Avenue des bouleaux 

La piste monte vers la carrière et des deux côtés se dressent de grands bouleaux blancs (c’est leur nom officiel), devenus ultra-blancs avec le givre. Comme presque tous ont perdu leur feuillage, c’est une belle occasion de considérer leur architecture très spéciale : un tronc puissant qui s’effile en montant, une couronne lâche ovale et des branches dressées puis nettement retombantes.
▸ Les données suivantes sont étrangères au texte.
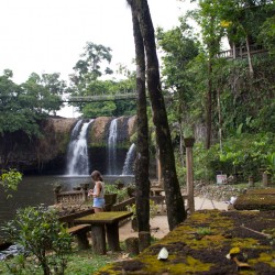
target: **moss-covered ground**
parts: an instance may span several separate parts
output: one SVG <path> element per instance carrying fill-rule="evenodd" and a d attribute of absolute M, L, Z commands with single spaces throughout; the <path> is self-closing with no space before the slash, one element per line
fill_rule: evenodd
<path fill-rule="evenodd" d="M 275 211 L 197 211 L 139 256 L 95 274 L 275 274 Z M 166 248 L 169 256 L 157 260 Z"/>

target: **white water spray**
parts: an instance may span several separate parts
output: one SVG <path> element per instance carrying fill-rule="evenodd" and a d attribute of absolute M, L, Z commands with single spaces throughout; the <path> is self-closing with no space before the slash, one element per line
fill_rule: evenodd
<path fill-rule="evenodd" d="M 67 175 L 78 176 L 89 174 L 89 157 L 87 147 L 87 130 L 94 120 L 79 120 L 73 132 L 67 153 Z"/>

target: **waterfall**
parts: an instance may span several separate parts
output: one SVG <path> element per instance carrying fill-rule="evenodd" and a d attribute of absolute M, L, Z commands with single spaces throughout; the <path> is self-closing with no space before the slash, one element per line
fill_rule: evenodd
<path fill-rule="evenodd" d="M 67 152 L 67 174 L 72 176 L 89 174 L 87 130 L 94 120 L 79 120 L 70 134 Z"/>
<path fill-rule="evenodd" d="M 108 138 L 108 174 L 117 175 L 117 140 L 118 140 L 118 119 L 113 119 L 109 129 Z"/>
<path fill-rule="evenodd" d="M 133 143 L 128 153 L 127 153 L 127 158 L 124 162 L 124 166 L 122 169 L 122 175 L 133 175 L 133 165 L 134 165 L 134 160 L 135 160 L 135 144 Z"/>

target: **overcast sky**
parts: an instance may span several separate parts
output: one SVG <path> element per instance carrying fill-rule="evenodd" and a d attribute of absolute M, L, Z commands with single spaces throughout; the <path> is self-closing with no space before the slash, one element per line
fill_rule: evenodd
<path fill-rule="evenodd" d="M 31 73 L 61 73 L 67 80 L 86 42 L 112 48 L 112 67 L 134 58 L 127 0 L 0 0 L 0 75 L 21 84 Z M 154 26 L 168 30 L 189 0 L 148 0 Z"/>

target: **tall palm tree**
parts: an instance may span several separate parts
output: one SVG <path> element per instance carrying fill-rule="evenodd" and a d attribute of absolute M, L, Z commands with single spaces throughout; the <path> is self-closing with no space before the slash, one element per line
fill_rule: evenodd
<path fill-rule="evenodd" d="M 153 110 L 156 142 L 160 150 L 160 161 L 167 204 L 168 224 L 169 229 L 173 230 L 176 226 L 178 226 L 178 223 L 186 219 L 186 212 L 176 174 L 175 156 L 172 145 L 169 125 L 164 98 L 162 95 L 154 26 L 151 19 L 147 0 L 129 0 L 129 3 L 131 4 L 132 13 L 138 19 L 139 29 L 141 32 L 141 36 L 138 36 L 136 33 L 134 33 L 134 41 L 136 43 L 142 38 L 144 43 L 147 89 Z"/>
<path fill-rule="evenodd" d="M 138 154 L 135 162 L 136 183 L 136 217 L 139 231 L 150 232 L 150 180 L 148 180 L 148 125 L 146 112 L 146 89 L 145 89 L 145 53 L 141 35 L 140 24 L 136 15 L 135 1 L 128 0 L 132 11 L 133 34 L 135 45 L 136 63 L 136 114 L 138 114 Z M 150 244 L 150 238 L 148 238 Z"/>

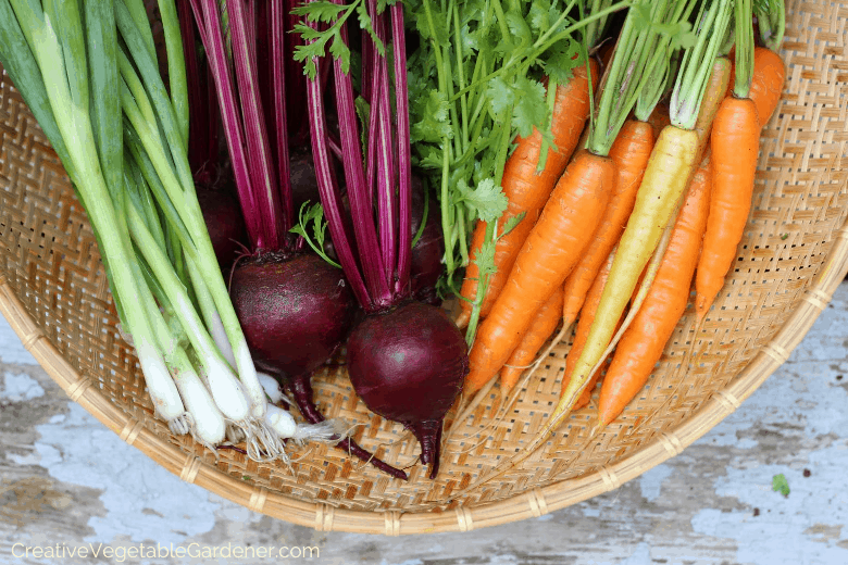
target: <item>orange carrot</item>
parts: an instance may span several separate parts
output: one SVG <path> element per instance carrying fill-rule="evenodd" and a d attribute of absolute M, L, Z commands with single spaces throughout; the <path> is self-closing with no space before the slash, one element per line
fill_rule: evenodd
<path fill-rule="evenodd" d="M 645 386 L 686 310 L 710 210 L 709 161 L 708 154 L 689 184 L 653 284 L 603 377 L 598 400 L 602 426 L 615 419 Z"/>
<path fill-rule="evenodd" d="M 736 259 L 751 209 L 760 126 L 750 98 L 724 99 L 712 126 L 713 188 L 703 251 L 696 277 L 698 317 L 703 317 Z"/>
<path fill-rule="evenodd" d="M 736 4 L 736 80 L 733 96 L 722 101 L 712 125 L 712 196 L 703 249 L 695 277 L 695 307 L 702 319 L 736 259 L 751 209 L 760 120 L 748 98 L 753 75 L 753 32 L 749 27 L 750 0 Z"/>
<path fill-rule="evenodd" d="M 615 164 L 615 180 L 610 204 L 581 262 L 565 280 L 563 326 L 570 326 L 577 318 L 586 292 L 624 231 L 652 149 L 653 130 L 649 124 L 635 120 L 624 123 L 610 149 L 610 159 Z"/>
<path fill-rule="evenodd" d="M 598 63 L 589 59 L 593 87 L 598 83 Z M 495 266 L 497 272 L 489 277 L 486 296 L 481 307 L 481 317 L 488 315 L 495 299 L 507 281 L 507 276 L 515 262 L 521 246 L 533 229 L 545 202 L 553 190 L 557 180 L 562 175 L 565 165 L 577 147 L 581 134 L 589 115 L 589 81 L 586 67 L 574 70 L 571 81 L 557 87 L 551 133 L 558 151 L 548 150 L 545 168 L 539 173 L 537 165 L 541 153 L 543 139 L 537 129 L 527 138 L 517 139 L 517 146 L 507 160 L 503 168 L 501 187 L 509 204 L 499 222 L 524 213 L 522 219 L 512 231 L 501 237 L 495 247 Z M 479 269 L 476 254 L 486 238 L 486 223 L 477 222 L 471 242 L 471 263 L 465 271 L 460 300 L 462 312 L 457 318 L 457 325 L 464 327 L 471 316 L 474 299 L 477 296 L 477 277 Z"/>
<path fill-rule="evenodd" d="M 562 286 L 557 287 L 550 299 L 536 312 L 527 332 L 500 372 L 500 388 L 503 394 L 512 390 L 524 369 L 536 359 L 541 346 L 557 329 L 562 315 Z"/>
<path fill-rule="evenodd" d="M 756 48 L 753 50 L 753 77 L 748 98 L 757 104 L 757 117 L 761 128 L 765 127 L 777 108 L 785 79 L 786 65 L 781 55 L 764 47 Z"/>
<path fill-rule="evenodd" d="M 541 307 L 577 264 L 609 202 L 614 168 L 610 158 L 581 151 L 557 183 L 477 331 L 469 354 L 469 394 L 500 371 L 533 319 L 528 313 Z"/>

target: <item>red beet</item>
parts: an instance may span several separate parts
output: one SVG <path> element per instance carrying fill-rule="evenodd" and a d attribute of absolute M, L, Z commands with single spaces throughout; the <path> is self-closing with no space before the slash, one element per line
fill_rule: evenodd
<path fill-rule="evenodd" d="M 320 258 L 265 253 L 239 264 L 232 298 L 254 361 L 287 375 L 320 367 L 350 330 L 344 273 Z"/>
<path fill-rule="evenodd" d="M 353 322 L 357 303 L 344 273 L 312 254 L 265 253 L 238 265 L 230 294 L 255 364 L 291 392 L 307 422 L 323 422 L 310 377 L 333 355 Z M 337 447 L 394 477 L 407 478 L 349 438 Z"/>
<path fill-rule="evenodd" d="M 351 332 L 347 362 L 365 405 L 415 435 L 421 462 L 435 478 L 441 420 L 469 372 L 465 340 L 453 322 L 441 309 L 414 301 L 372 314 Z"/>

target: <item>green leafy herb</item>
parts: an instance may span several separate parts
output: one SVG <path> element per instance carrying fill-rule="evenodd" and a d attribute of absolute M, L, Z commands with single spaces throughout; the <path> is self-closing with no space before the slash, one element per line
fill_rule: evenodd
<path fill-rule="evenodd" d="M 772 477 L 772 490 L 780 492 L 784 497 L 789 495 L 789 482 L 786 480 L 786 476 L 783 473 Z"/>
<path fill-rule="evenodd" d="M 550 117 L 553 90 L 540 80 L 564 83 L 582 56 L 581 37 L 589 24 L 629 5 L 603 0 L 591 14 L 575 20 L 578 0 L 407 0 L 404 9 L 417 48 L 409 55 L 410 121 L 413 162 L 439 187 L 445 236 L 445 284 L 457 292 L 462 268 L 471 262 L 469 236 L 487 222 L 487 243 L 475 252 L 477 296 L 485 294 L 495 268 L 498 219 L 507 208 L 500 188 L 516 136 L 541 133 L 553 147 Z M 549 83 L 549 84 L 550 84 Z M 537 166 L 544 166 L 544 161 Z M 514 224 L 498 226 L 499 229 Z M 476 306 L 478 306 L 477 304 Z M 475 307 L 478 312 L 478 307 Z M 472 314 L 466 339 L 474 337 Z"/>
<path fill-rule="evenodd" d="M 309 224 L 312 223 L 312 237 L 309 235 Z M 321 259 L 329 263 L 331 265 L 341 268 L 341 265 L 329 259 L 324 251 L 324 241 L 326 239 L 327 221 L 324 219 L 324 206 L 321 203 L 309 205 L 309 202 L 304 202 L 300 206 L 298 212 L 298 225 L 292 227 L 289 231 L 297 234 L 309 243 L 309 247 L 317 253 Z"/>
<path fill-rule="evenodd" d="M 384 3 L 385 5 L 385 3 Z M 314 28 L 307 24 L 297 24 L 294 32 L 300 34 L 304 45 L 295 49 L 295 61 L 301 62 L 305 66 L 307 76 L 315 78 L 317 67 L 315 59 L 324 56 L 329 52 L 333 59 L 341 61 L 341 70 L 347 74 L 350 70 L 350 48 L 341 38 L 341 27 L 348 21 L 351 14 L 356 12 L 359 18 L 360 27 L 365 29 L 374 39 L 379 54 L 384 54 L 385 46 L 376 37 L 371 16 L 367 15 L 363 0 L 354 0 L 350 4 L 336 4 L 328 0 L 316 0 L 291 10 L 291 13 L 305 16 L 309 24 L 315 25 Z M 321 25 L 327 26 L 326 29 L 320 29 Z M 329 43 L 329 47 L 327 47 Z"/>
<path fill-rule="evenodd" d="M 495 186 L 495 180 L 484 178 L 476 188 L 471 188 L 464 178 L 457 183 L 454 204 L 464 202 L 477 213 L 484 222 L 498 219 L 507 209 L 507 196 L 500 187 Z"/>

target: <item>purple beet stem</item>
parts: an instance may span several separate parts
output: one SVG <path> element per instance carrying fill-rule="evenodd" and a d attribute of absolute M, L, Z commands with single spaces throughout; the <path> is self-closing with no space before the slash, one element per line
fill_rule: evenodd
<path fill-rule="evenodd" d="M 289 379 L 289 384 L 291 387 L 291 393 L 295 397 L 295 402 L 297 402 L 298 409 L 307 422 L 310 424 L 319 424 L 324 422 L 324 415 L 317 411 L 315 403 L 312 401 L 312 384 L 309 380 L 309 376 L 307 375 Z M 439 432 L 440 431 L 441 427 L 439 427 Z M 362 461 L 371 463 L 383 473 L 387 473 L 398 479 L 409 480 L 409 477 L 404 472 L 392 467 L 383 460 L 375 457 L 359 447 L 359 444 L 357 444 L 357 442 L 350 438 L 342 439 L 340 442 L 336 443 L 336 447 L 358 456 Z M 436 461 L 436 467 L 438 467 L 438 459 Z"/>
<path fill-rule="evenodd" d="M 421 443 L 421 463 L 429 465 L 429 478 L 439 473 L 439 451 L 441 447 L 441 420 L 426 419 L 408 426 Z"/>

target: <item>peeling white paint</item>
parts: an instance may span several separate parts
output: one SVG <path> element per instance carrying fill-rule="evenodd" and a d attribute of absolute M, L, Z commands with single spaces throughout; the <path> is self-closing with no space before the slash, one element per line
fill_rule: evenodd
<path fill-rule="evenodd" d="M 648 502 L 657 500 L 662 490 L 662 481 L 669 478 L 672 473 L 674 473 L 674 469 L 669 465 L 657 465 L 639 477 L 639 488 L 645 500 Z"/>
<path fill-rule="evenodd" d="M 26 374 L 14 375 L 7 373 L 3 377 L 3 387 L 0 388 L 0 398 L 12 402 L 24 402 L 45 395 L 45 389 L 36 379 Z"/>
<path fill-rule="evenodd" d="M 834 306 L 822 313 L 789 361 L 745 402 L 745 410 L 725 418 L 702 439 L 711 444 L 715 437 L 756 429 L 773 434 L 778 441 L 801 439 L 825 445 L 797 453 L 781 452 L 778 443 L 774 464 L 750 466 L 748 459 L 736 457 L 726 476 L 715 481 L 716 494 L 738 499 L 750 510 L 702 510 L 691 526 L 698 533 L 736 540 L 740 564 L 848 563 L 848 494 L 844 488 L 848 389 L 843 386 L 845 377 L 837 378 L 843 369 L 848 375 L 845 292 L 835 297 Z M 745 440 L 728 444 L 747 449 L 750 442 L 757 443 Z M 803 467 L 810 469 L 809 477 L 803 476 Z M 772 477 L 781 473 L 789 485 L 787 498 L 772 490 Z"/>
<path fill-rule="evenodd" d="M 646 542 L 636 545 L 629 557 L 620 561 L 618 565 L 649 565 L 651 563 L 651 548 Z"/>
<path fill-rule="evenodd" d="M 0 316 L 0 362 L 15 365 L 38 365 L 35 357 L 24 349 L 21 339 L 3 316 Z"/>
<path fill-rule="evenodd" d="M 848 524 L 848 498 L 840 486 L 845 482 L 843 469 L 848 464 L 846 445 L 841 442 L 814 452 L 810 467 L 819 473 L 810 477 L 805 477 L 800 469 L 781 465 L 727 469 L 727 476 L 716 481 L 716 493 L 736 498 L 750 510 L 700 511 L 691 520 L 693 529 L 737 540 L 738 563 L 848 563 L 848 531 L 844 528 Z M 788 497 L 772 490 L 772 477 L 778 473 L 789 484 Z M 759 515 L 755 515 L 753 508 L 758 508 Z M 822 530 L 831 535 L 818 533 Z"/>
<path fill-rule="evenodd" d="M 205 490 L 121 441 L 78 404 L 70 403 L 67 416 L 54 419 L 36 428 L 40 465 L 58 480 L 102 490 L 107 514 L 88 520 L 95 533 L 85 541 L 111 543 L 128 537 L 133 542 L 177 544 L 215 525 L 219 505 Z"/>

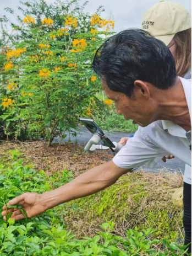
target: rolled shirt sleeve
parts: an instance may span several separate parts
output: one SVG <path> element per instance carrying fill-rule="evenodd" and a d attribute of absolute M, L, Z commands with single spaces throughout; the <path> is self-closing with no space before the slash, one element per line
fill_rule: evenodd
<path fill-rule="evenodd" d="M 153 143 L 145 132 L 139 127 L 133 138 L 113 158 L 114 163 L 124 169 L 133 169 L 144 164 L 153 168 L 164 156 L 169 153 Z"/>

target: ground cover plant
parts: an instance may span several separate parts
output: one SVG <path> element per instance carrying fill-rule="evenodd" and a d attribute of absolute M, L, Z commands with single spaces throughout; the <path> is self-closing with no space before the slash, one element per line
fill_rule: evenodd
<path fill-rule="evenodd" d="M 0 165 L 0 198 L 1 206 L 24 192 L 39 193 L 69 182 L 73 178 L 66 170 L 48 177 L 43 171 L 37 173 L 32 165 L 23 164 L 22 153 L 10 151 Z M 126 231 L 126 237 L 114 235 L 114 223 L 101 225 L 102 232 L 93 238 L 75 239 L 66 229 L 61 216 L 68 212 L 63 205 L 48 211 L 42 216 L 15 223 L 11 215 L 7 221 L 0 221 L 0 251 L 5 255 L 182 255 L 185 248 L 166 240 L 150 239 L 152 228 Z M 155 248 L 164 244 L 163 252 Z"/>

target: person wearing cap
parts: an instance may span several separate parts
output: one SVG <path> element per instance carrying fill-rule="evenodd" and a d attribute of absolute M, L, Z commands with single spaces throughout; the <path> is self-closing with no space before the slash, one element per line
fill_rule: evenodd
<path fill-rule="evenodd" d="M 186 9 L 178 3 L 160 0 L 144 14 L 141 28 L 168 47 L 178 75 L 191 79 L 191 15 Z"/>
<path fill-rule="evenodd" d="M 178 3 L 160 0 L 144 14 L 141 29 L 168 46 L 178 76 L 191 79 L 191 15 L 186 9 Z M 125 145 L 129 138 L 122 138 L 120 143 Z M 166 163 L 174 158 L 168 156 L 162 160 Z"/>
<path fill-rule="evenodd" d="M 141 29 L 168 46 L 175 60 L 178 76 L 191 79 L 190 13 L 178 3 L 160 0 L 144 14 Z M 129 138 L 122 138 L 120 143 L 126 145 Z M 174 158 L 173 156 L 167 156 L 162 160 L 166 162 L 167 159 Z M 191 167 L 188 164 L 185 167 L 184 182 L 185 244 L 188 244 L 191 243 Z M 190 252 L 191 252 L 191 246 Z"/>
<path fill-rule="evenodd" d="M 135 136 L 113 161 L 53 191 L 24 194 L 9 201 L 8 207 L 22 205 L 28 216 L 34 217 L 101 191 L 133 169 L 146 164 L 153 166 L 157 158 L 168 154 L 191 166 L 186 136 L 191 131 L 191 81 L 177 76 L 174 60 L 164 44 L 142 30 L 125 30 L 101 46 L 92 67 L 101 78 L 106 96 L 115 102 L 117 113 L 139 125 Z M 190 179 L 185 177 L 186 182 Z M 19 209 L 4 206 L 4 219 L 12 212 L 12 218 L 25 218 Z"/>

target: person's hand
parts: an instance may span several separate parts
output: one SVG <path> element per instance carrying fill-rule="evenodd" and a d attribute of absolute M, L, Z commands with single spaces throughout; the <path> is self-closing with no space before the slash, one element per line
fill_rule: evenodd
<path fill-rule="evenodd" d="M 175 158 L 175 157 L 174 156 L 166 156 L 166 157 L 163 157 L 162 159 L 163 160 L 164 163 L 167 163 L 167 159 L 174 159 L 174 158 Z"/>
<path fill-rule="evenodd" d="M 28 218 L 37 216 L 45 212 L 47 209 L 41 202 L 41 195 L 36 193 L 26 193 L 18 196 L 8 202 L 7 206 L 3 206 L 2 215 L 4 216 L 3 219 L 6 220 L 6 215 L 10 212 L 13 212 L 13 215 L 10 218 L 12 220 L 19 221 L 25 218 L 22 211 L 19 209 L 9 209 L 9 206 L 20 205 L 23 209 L 25 210 L 28 214 Z"/>
<path fill-rule="evenodd" d="M 127 142 L 129 140 L 129 138 L 122 138 L 120 140 L 120 141 L 119 143 L 122 144 L 122 145 L 126 145 Z"/>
Ce port retombant ne vaut que chez les individus âgés d’au moins 20-30 ans comme ceux-ci et explique l’épithète latin accolé à son nom de genre : Betula pendula.

Jeune bouleau aux branches dressées

Les jeunes spécimens qui ont un port entièrement dressé servaient à fabriquer des balais, dits de « bouleau », utilisés pour le … boulot ! 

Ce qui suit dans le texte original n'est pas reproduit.